Теодор медленно подъехал к воротам. Здесь он увидел обтрепанного сторожа, который высунул голову в окошко и в испуге спрятался. Внутри у стен виднелись лестницы, сани, старые бочки, поломанные возы… Он беспрепятственно въехал на песчаный двор, поросший бурьяном, теперь уже засохшим, и изрытый следами проходящих по нему стад. Единственным его украшением была засохшая лужа у конюшни.
При появлении на дворе постороннего человека из окон и дверей дворца и флигелей стали показываться люди и, не зная как отнестись к этому обстоятельству, снова прятались за ними. В самом дворце ради предосторожности закрыли огромные входные двери.
Не зная, как ему поступить, подъехать ли к крыльцу или в качестве посла смиренно подождать где-нибудь в стороне, Теодор еще колебался, когда из дома выбежал навстречу ему старый слуга, поспешно накидывавший на себя верхний кафтан, так что одна его рука была уже в рукаве, а другая еще искала второго.
Во дворце еще никого не было видно, но сквозь запыленные окна виднелись лица людей. Несколько худых псов, лежавших около кухни, поднялись, полаяли немного, зевнули и, увидя старого слугу, снова улеглись с ворчаньем на старые места.
Седой человек в кафтане, приглаживая себе волосы и стараясь держаться со степенным достоинством, подошел к Теодору. Он смотрел на него и ждал, что он скажет.
– Я привез письмо от князя-канцлера литовского из Волчина, – сказал посол, – мне приказано вручить его пану воеводичу.
– Гм… Гм… Вот оно что! – пробормотал старик, почесывая голову и глядя на юношу выцветшими глазами.
– Пан ваш дома? – спросил Теодор.
На этот дважды повторенный вопрос слуга не дал ответа, пристально вглядываясь в слезавшего с коня посла.
После минутного раздумья, заикаясь и усиленно указывая в сторону двери, он заговорил охрипшим голосом:
– Зайдите сюда!
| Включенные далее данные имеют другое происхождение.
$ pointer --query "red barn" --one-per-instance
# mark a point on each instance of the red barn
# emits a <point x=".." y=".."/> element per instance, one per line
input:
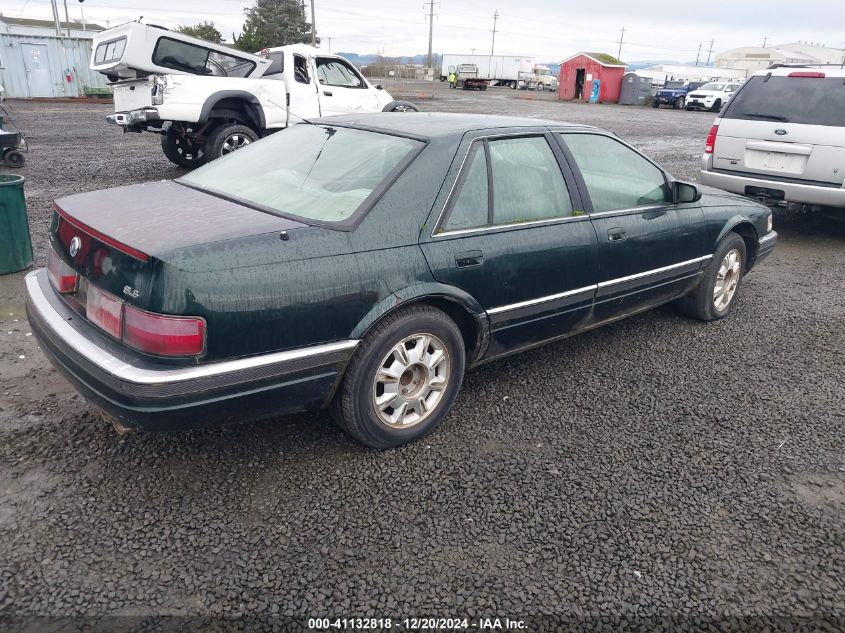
<point x="578" y="72"/>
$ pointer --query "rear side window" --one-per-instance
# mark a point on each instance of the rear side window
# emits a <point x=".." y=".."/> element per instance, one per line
<point x="810" y="100"/>
<point x="199" y="60"/>
<point x="616" y="176"/>
<point x="523" y="177"/>
<point x="109" y="52"/>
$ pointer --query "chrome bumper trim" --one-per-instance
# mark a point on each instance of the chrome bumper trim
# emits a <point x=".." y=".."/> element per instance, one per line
<point x="139" y="376"/>
<point x="764" y="241"/>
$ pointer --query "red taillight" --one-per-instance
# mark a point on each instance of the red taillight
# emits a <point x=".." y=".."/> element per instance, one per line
<point x="163" y="335"/>
<point x="105" y="239"/>
<point x="104" y="310"/>
<point x="710" y="143"/>
<point x="62" y="276"/>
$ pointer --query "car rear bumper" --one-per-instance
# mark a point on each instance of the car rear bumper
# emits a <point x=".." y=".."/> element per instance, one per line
<point x="744" y="184"/>
<point x="765" y="246"/>
<point x="134" y="117"/>
<point x="154" y="396"/>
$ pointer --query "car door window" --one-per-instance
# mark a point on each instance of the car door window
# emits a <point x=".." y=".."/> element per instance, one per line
<point x="616" y="176"/>
<point x="527" y="182"/>
<point x="335" y="72"/>
<point x="524" y="179"/>
<point x="300" y="69"/>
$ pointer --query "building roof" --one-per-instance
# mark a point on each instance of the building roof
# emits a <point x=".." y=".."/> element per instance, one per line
<point x="50" y="24"/>
<point x="600" y="58"/>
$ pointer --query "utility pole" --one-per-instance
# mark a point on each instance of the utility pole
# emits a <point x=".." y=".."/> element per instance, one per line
<point x="313" y="26"/>
<point x="431" y="3"/>
<point x="56" y="17"/>
<point x="67" y="20"/>
<point x="621" y="37"/>
<point x="493" y="45"/>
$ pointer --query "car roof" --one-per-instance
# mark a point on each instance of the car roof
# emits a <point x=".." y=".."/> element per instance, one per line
<point x="830" y="70"/>
<point x="438" y="124"/>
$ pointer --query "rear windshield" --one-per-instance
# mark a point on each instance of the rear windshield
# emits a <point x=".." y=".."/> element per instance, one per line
<point x="815" y="101"/>
<point x="111" y="51"/>
<point x="192" y="58"/>
<point x="312" y="172"/>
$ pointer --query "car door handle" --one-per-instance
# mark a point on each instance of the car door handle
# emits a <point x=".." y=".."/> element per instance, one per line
<point x="469" y="259"/>
<point x="615" y="235"/>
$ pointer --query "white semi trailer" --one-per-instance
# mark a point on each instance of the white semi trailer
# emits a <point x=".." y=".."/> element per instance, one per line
<point x="498" y="70"/>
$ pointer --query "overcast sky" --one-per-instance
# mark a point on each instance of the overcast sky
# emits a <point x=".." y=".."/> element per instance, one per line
<point x="547" y="29"/>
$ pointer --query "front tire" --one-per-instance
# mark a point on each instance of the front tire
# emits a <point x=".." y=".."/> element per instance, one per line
<point x="229" y="138"/>
<point x="715" y="295"/>
<point x="402" y="379"/>
<point x="182" y="149"/>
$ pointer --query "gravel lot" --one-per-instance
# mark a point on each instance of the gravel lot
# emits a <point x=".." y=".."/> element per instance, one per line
<point x="658" y="467"/>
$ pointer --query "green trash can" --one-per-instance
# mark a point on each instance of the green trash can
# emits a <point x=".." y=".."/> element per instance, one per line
<point x="15" y="242"/>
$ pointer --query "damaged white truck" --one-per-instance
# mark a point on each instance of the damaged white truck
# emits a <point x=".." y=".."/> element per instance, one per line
<point x="207" y="100"/>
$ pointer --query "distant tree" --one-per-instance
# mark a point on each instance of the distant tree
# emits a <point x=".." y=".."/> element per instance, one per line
<point x="204" y="31"/>
<point x="274" y="23"/>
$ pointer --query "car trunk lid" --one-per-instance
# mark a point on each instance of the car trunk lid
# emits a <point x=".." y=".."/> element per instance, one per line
<point x="785" y="127"/>
<point x="118" y="246"/>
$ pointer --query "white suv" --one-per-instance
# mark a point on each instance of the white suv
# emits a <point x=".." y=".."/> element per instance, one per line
<point x="781" y="138"/>
<point x="711" y="96"/>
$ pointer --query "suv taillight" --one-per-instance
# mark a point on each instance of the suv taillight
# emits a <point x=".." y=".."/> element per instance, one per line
<point x="710" y="143"/>
<point x="62" y="276"/>
<point x="163" y="335"/>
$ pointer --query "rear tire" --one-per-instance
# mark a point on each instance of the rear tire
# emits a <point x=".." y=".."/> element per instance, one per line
<point x="389" y="397"/>
<point x="229" y="138"/>
<point x="182" y="149"/>
<point x="716" y="293"/>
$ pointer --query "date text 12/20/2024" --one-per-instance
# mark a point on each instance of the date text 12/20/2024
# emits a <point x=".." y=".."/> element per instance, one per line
<point x="417" y="624"/>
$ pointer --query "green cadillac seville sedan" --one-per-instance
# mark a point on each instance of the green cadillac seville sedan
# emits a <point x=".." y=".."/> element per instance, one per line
<point x="363" y="263"/>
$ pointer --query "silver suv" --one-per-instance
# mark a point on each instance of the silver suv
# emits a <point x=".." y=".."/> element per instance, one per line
<point x="781" y="138"/>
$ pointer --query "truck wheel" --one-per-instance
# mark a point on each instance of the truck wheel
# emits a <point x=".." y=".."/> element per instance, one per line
<point x="14" y="158"/>
<point x="182" y="149"/>
<point x="228" y="138"/>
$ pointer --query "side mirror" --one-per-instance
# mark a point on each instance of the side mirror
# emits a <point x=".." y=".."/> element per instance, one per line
<point x="686" y="192"/>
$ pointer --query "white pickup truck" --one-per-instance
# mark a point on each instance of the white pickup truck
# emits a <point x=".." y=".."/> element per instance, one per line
<point x="207" y="100"/>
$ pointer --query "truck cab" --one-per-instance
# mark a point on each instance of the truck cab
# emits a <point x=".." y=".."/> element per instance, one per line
<point x="206" y="100"/>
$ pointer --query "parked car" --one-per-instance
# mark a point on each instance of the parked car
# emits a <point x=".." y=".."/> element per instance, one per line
<point x="674" y="93"/>
<point x="207" y="100"/>
<point x="711" y="96"/>
<point x="781" y="138"/>
<point x="363" y="263"/>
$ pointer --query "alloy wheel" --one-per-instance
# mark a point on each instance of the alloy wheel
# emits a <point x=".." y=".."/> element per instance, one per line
<point x="727" y="280"/>
<point x="234" y="142"/>
<point x="411" y="380"/>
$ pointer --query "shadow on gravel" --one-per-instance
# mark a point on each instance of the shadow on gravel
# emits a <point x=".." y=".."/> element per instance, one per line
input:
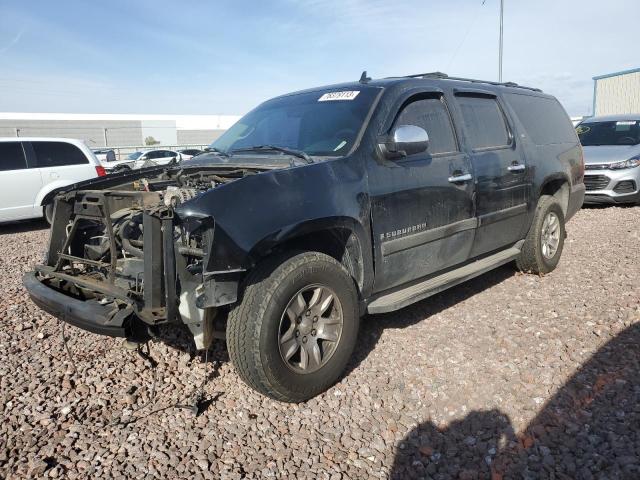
<point x="23" y="226"/>
<point x="372" y="326"/>
<point x="589" y="430"/>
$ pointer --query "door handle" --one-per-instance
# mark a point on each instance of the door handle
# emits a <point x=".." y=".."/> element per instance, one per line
<point x="516" y="167"/>
<point x="460" y="178"/>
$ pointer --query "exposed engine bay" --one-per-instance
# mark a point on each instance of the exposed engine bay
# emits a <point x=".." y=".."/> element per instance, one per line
<point x="125" y="249"/>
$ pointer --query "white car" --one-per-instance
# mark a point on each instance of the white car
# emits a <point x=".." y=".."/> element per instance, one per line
<point x="145" y="158"/>
<point x="32" y="167"/>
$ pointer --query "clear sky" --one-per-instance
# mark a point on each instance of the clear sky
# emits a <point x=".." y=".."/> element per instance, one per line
<point x="224" y="57"/>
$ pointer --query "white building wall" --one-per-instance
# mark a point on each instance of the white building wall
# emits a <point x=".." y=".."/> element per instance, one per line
<point x="617" y="94"/>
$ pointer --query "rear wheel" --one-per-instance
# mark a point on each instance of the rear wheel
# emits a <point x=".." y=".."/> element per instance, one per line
<point x="293" y="333"/>
<point x="543" y="246"/>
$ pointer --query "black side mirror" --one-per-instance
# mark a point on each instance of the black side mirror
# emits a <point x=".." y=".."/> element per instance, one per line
<point x="405" y="140"/>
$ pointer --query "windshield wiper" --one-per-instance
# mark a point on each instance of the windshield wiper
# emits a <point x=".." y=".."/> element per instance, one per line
<point x="275" y="148"/>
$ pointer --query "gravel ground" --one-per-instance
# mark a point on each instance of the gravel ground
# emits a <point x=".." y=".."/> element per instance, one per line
<point x="506" y="376"/>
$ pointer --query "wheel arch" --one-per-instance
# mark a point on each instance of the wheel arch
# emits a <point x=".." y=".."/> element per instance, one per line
<point x="558" y="186"/>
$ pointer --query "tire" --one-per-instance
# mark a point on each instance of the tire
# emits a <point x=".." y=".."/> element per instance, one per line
<point x="534" y="257"/>
<point x="258" y="325"/>
<point x="47" y="212"/>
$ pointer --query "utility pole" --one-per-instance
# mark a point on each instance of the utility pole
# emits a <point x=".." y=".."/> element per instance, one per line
<point x="501" y="41"/>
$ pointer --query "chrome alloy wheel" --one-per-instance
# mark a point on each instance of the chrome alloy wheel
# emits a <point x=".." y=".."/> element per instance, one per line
<point x="550" y="238"/>
<point x="310" y="328"/>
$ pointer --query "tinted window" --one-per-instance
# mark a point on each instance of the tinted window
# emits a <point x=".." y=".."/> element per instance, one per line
<point x="432" y="115"/>
<point x="12" y="156"/>
<point x="57" y="154"/>
<point x="544" y="119"/>
<point x="484" y="122"/>
<point x="621" y="132"/>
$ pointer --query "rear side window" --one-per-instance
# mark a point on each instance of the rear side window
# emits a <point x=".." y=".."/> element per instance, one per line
<point x="484" y="122"/>
<point x="544" y="119"/>
<point x="12" y="156"/>
<point x="432" y="115"/>
<point x="58" y="154"/>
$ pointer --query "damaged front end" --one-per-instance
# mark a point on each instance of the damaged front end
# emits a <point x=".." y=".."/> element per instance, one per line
<point x="121" y="261"/>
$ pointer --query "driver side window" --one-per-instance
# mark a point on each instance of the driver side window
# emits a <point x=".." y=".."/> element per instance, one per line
<point x="432" y="115"/>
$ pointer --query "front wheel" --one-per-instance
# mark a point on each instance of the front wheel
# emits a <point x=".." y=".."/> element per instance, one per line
<point x="543" y="246"/>
<point x="295" y="328"/>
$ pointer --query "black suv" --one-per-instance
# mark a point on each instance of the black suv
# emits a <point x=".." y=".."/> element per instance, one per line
<point x="314" y="209"/>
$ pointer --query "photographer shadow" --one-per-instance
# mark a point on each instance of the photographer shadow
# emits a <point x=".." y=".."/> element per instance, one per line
<point x="590" y="429"/>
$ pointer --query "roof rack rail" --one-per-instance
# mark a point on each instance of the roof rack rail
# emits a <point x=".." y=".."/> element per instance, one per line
<point x="441" y="75"/>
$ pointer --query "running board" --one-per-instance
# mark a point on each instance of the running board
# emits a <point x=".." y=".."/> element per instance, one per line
<point x="420" y="291"/>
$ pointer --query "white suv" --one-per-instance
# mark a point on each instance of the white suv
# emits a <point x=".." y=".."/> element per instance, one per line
<point x="32" y="167"/>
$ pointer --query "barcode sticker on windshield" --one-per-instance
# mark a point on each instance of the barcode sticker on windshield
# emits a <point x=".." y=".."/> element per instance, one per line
<point x="347" y="95"/>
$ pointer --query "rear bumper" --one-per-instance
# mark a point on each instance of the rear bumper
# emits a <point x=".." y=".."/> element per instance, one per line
<point x="89" y="315"/>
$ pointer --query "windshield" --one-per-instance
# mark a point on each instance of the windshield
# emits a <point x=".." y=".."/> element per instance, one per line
<point x="621" y="132"/>
<point x="319" y="123"/>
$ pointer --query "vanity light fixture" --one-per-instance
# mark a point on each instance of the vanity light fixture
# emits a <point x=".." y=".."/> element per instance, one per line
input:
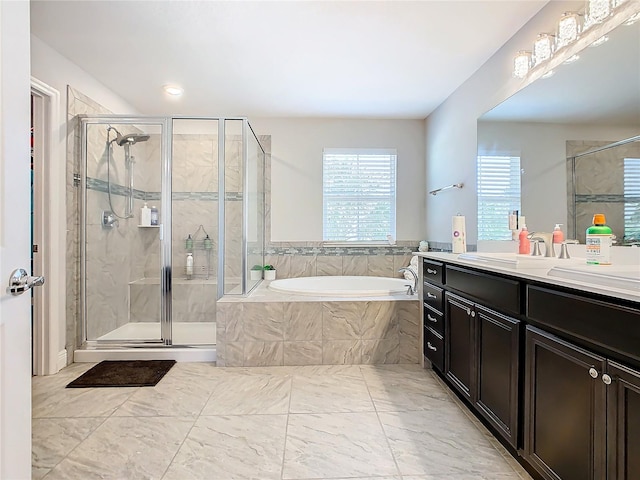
<point x="572" y="58"/>
<point x="522" y="63"/>
<point x="173" y="90"/>
<point x="600" y="41"/>
<point x="597" y="11"/>
<point x="633" y="19"/>
<point x="569" y="27"/>
<point x="542" y="48"/>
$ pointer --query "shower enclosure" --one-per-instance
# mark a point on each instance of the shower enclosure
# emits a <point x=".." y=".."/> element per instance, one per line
<point x="155" y="281"/>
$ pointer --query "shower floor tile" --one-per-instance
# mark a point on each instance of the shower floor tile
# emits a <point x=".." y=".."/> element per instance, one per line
<point x="184" y="333"/>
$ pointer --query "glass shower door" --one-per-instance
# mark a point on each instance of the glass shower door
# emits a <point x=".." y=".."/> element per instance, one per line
<point x="122" y="249"/>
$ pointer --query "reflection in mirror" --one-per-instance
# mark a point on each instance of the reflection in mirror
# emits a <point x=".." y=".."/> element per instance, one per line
<point x="589" y="103"/>
<point x="605" y="179"/>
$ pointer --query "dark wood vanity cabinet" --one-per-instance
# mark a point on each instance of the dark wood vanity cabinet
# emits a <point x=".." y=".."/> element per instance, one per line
<point x="623" y="422"/>
<point x="582" y="408"/>
<point x="433" y="314"/>
<point x="460" y="364"/>
<point x="481" y="361"/>
<point x="497" y="372"/>
<point x="565" y="409"/>
<point x="554" y="371"/>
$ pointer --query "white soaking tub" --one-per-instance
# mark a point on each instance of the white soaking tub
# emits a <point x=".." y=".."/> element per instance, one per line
<point x="341" y="286"/>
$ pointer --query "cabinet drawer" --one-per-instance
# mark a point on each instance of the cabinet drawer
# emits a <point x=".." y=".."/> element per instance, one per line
<point x="433" y="319"/>
<point x="612" y="327"/>
<point x="434" y="348"/>
<point x="433" y="272"/>
<point x="433" y="296"/>
<point x="500" y="293"/>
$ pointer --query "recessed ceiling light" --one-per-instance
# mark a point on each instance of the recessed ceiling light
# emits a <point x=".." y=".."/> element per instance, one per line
<point x="572" y="58"/>
<point x="173" y="90"/>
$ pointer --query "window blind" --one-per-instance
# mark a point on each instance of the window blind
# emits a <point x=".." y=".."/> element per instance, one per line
<point x="498" y="195"/>
<point x="359" y="194"/>
<point x="631" y="184"/>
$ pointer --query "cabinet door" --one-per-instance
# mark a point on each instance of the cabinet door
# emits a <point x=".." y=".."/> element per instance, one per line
<point x="565" y="417"/>
<point x="459" y="339"/>
<point x="498" y="360"/>
<point x="623" y="425"/>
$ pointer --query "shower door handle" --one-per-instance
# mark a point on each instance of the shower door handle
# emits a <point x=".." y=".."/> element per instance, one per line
<point x="20" y="281"/>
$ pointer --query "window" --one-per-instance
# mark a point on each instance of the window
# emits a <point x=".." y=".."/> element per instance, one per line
<point x="631" y="205"/>
<point x="498" y="195"/>
<point x="358" y="194"/>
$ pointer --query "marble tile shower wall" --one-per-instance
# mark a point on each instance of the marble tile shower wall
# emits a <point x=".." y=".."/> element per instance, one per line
<point x="599" y="184"/>
<point x="123" y="261"/>
<point x="318" y="333"/>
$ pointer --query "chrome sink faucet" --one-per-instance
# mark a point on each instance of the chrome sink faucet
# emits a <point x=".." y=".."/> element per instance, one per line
<point x="547" y="238"/>
<point x="412" y="288"/>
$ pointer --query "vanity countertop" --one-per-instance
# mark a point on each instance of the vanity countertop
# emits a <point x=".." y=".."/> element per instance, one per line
<point x="616" y="281"/>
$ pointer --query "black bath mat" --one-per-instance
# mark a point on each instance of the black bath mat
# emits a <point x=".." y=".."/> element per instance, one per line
<point x="123" y="373"/>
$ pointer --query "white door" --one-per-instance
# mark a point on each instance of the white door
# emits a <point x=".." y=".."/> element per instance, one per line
<point x="15" y="327"/>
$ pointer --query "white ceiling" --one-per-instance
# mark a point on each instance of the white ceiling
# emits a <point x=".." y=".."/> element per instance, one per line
<point x="349" y="58"/>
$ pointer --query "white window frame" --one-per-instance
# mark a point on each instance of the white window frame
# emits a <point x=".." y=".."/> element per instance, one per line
<point x="499" y="193"/>
<point x="631" y="182"/>
<point x="387" y="192"/>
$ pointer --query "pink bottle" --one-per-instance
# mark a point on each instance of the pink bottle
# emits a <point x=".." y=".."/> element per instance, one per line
<point x="524" y="246"/>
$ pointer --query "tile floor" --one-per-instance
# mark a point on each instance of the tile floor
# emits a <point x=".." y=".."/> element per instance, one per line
<point x="204" y="422"/>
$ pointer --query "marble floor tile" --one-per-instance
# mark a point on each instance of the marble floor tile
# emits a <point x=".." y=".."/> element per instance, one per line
<point x="255" y="394"/>
<point x="79" y="402"/>
<point x="344" y="422"/>
<point x="336" y="445"/>
<point x="175" y="396"/>
<point x="125" y="448"/>
<point x="53" y="439"/>
<point x="232" y="447"/>
<point x="440" y="441"/>
<point x="340" y="392"/>
<point x="398" y="388"/>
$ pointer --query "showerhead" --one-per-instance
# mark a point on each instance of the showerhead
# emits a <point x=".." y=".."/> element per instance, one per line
<point x="131" y="139"/>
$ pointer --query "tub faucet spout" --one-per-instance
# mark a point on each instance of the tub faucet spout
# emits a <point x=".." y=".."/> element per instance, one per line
<point x="412" y="288"/>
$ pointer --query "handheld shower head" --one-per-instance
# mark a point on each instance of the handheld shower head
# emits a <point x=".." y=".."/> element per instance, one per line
<point x="131" y="139"/>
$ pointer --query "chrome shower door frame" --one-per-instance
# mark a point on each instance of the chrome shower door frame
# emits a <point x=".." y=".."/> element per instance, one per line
<point x="164" y="229"/>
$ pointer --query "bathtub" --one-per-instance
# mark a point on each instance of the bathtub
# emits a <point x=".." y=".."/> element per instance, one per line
<point x="341" y="286"/>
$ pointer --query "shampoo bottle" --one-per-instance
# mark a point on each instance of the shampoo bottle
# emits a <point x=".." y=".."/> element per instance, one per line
<point x="145" y="215"/>
<point x="154" y="215"/>
<point x="558" y="236"/>
<point x="189" y="266"/>
<point x="599" y="239"/>
<point x="524" y="246"/>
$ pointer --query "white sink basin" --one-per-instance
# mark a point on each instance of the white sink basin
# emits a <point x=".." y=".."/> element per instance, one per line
<point x="510" y="260"/>
<point x="626" y="277"/>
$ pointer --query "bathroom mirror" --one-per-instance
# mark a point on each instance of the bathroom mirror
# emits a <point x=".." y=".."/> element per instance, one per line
<point x="589" y="103"/>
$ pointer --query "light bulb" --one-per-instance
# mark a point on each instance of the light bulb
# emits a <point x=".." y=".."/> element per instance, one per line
<point x="521" y="64"/>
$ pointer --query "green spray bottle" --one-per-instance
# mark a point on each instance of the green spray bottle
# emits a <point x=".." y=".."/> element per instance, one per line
<point x="599" y="240"/>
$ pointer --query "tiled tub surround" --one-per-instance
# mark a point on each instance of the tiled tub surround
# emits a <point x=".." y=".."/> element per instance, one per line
<point x="268" y="328"/>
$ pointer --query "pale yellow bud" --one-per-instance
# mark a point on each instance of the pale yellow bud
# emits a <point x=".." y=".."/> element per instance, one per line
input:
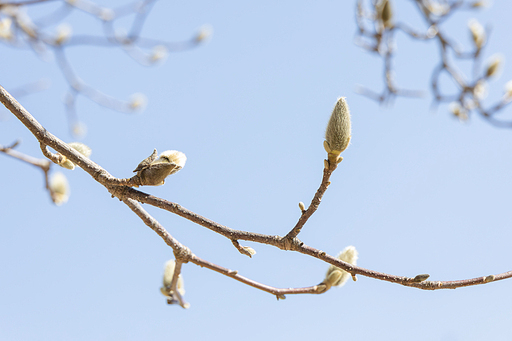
<point x="336" y="276"/>
<point x="477" y="33"/>
<point x="338" y="132"/>
<point x="168" y="275"/>
<point x="81" y="148"/>
<point x="64" y="32"/>
<point x="153" y="171"/>
<point x="480" y="90"/>
<point x="385" y="13"/>
<point x="59" y="188"/>
<point x="494" y="66"/>
<point x="459" y="111"/>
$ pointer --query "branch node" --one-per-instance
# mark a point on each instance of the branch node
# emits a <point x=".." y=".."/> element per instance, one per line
<point x="488" y="279"/>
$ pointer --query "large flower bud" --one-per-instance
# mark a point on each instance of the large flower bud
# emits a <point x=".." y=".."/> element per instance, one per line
<point x="338" y="132"/>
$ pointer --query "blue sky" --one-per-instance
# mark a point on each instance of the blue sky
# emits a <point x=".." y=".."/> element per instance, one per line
<point x="417" y="192"/>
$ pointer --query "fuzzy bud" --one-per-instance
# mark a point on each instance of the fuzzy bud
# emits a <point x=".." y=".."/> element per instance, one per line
<point x="336" y="276"/>
<point x="493" y="67"/>
<point x="153" y="171"/>
<point x="79" y="147"/>
<point x="59" y="188"/>
<point x="168" y="275"/>
<point x="64" y="32"/>
<point x="385" y="13"/>
<point x="477" y="33"/>
<point x="338" y="132"/>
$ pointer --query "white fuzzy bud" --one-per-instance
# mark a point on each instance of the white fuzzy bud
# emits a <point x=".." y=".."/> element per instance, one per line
<point x="338" y="132"/>
<point x="168" y="275"/>
<point x="336" y="276"/>
<point x="494" y="66"/>
<point x="152" y="171"/>
<point x="64" y="32"/>
<point x="59" y="188"/>
<point x="477" y="33"/>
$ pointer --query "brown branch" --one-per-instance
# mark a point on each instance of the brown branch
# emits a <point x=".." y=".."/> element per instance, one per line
<point x="314" y="203"/>
<point x="378" y="39"/>
<point x="131" y="197"/>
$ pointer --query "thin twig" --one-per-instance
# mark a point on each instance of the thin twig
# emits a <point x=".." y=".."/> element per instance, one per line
<point x="130" y="197"/>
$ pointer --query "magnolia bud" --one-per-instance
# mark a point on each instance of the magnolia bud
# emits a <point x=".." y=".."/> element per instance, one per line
<point x="168" y="275"/>
<point x="493" y="67"/>
<point x="153" y="171"/>
<point x="477" y="33"/>
<point x="336" y="276"/>
<point x="386" y="13"/>
<point x="79" y="147"/>
<point x="59" y="188"/>
<point x="338" y="132"/>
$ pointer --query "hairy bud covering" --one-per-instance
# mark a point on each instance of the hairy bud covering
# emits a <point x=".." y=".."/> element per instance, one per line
<point x="338" y="132"/>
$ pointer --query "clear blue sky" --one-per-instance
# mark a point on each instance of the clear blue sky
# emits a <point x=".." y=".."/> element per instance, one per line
<point x="417" y="192"/>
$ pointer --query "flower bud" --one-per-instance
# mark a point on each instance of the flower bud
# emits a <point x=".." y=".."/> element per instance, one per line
<point x="59" y="188"/>
<point x="79" y="147"/>
<point x="477" y="33"/>
<point x="153" y="171"/>
<point x="64" y="32"/>
<point x="336" y="276"/>
<point x="168" y="275"/>
<point x="493" y="67"/>
<point x="338" y="132"/>
<point x="385" y="13"/>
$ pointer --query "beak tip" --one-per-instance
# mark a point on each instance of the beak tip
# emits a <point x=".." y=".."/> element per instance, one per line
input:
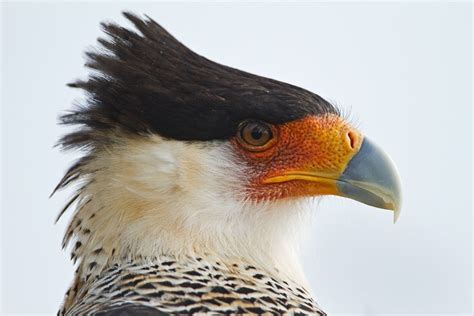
<point x="396" y="215"/>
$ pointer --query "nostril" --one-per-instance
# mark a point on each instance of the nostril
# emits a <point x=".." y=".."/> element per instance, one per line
<point x="352" y="138"/>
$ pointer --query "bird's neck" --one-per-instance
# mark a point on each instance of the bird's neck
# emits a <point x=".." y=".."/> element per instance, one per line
<point x="129" y="230"/>
<point x="125" y="213"/>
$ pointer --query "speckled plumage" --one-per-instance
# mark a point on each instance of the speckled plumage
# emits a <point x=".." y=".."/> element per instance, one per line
<point x="189" y="285"/>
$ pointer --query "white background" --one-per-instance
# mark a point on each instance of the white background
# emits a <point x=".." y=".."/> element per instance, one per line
<point x="403" y="69"/>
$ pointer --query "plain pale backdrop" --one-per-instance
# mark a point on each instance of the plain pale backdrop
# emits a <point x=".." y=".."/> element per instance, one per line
<point x="403" y="70"/>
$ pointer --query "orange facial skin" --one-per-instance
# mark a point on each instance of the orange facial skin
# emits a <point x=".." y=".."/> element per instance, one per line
<point x="305" y="158"/>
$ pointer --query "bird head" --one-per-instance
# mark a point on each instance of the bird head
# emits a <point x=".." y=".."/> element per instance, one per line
<point x="183" y="155"/>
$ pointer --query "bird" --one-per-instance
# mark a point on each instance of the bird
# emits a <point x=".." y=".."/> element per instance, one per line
<point x="196" y="180"/>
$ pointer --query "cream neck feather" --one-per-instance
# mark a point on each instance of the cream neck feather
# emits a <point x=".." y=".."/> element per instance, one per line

Вот, вот сюда! Зайдите сюда!
– Да дома ли ваш пан? – в третий раз спросил Теодор.
– Да вы, сударь, зайдите в дом! – повторил упрямый старик и потянул гостя за собой в пустые сени. Из сеней он отворил дверь в огромную горницу, в которой стоял большой стол и несколько запыленных и погнутых стульев. В горнице пахло сыростью и затхлостью, а на столе и стульях толстым слоем лежала пыль.
Отерев полою кафтана стол и часть лавки, старый слуга покачал головой и, ни слова не говоря, побежал по направлению к дворцу.
Прошло довольно много времени, и вот из окна комнаты, где он сидел, Теодор увидел выбежавших на двор людей, мальчиков, работников и женщин, которые, толкаясь, ссорясь и стараясь опередить один другого, спешили к дому, входили в него и, немного спустя, бегом возвращались в боковые флигеля, откуда доносились шум голосов, хлопанье дверей, жалобы и смех. В руках у людей, возвращающихся из дворца, он заметил одежду, а у некоторых обувь.
На крыльце старый слуга видимо распоряжался всей этой церемонией; он несколько раз выходил и делал знак руками.
О Теодоре, по-видимому, совершенно забыли; он догадывался только, что ему готовили торжественный прием. Наконец, на крыльце главного здания показался тот самый старый слуга, который еще недавно надевал простой кафтан, идя навстречу Теодору. Теперь он вырядился в длинный темно-красный кафтан, подпоясанный узким пояском такого же цвета, около шеи видна было полоска чистой рубахи, застегнутой блестящей запонкой. Сапоги на нем тоже были когда-то цветные, но теперь трудно было различить их цвет. Новая одежда придала старику более степенный и важный вид; он как-то и шел иначе, мерным шагом, задумавшись о том, как ему сыграть свою роль дворецкого.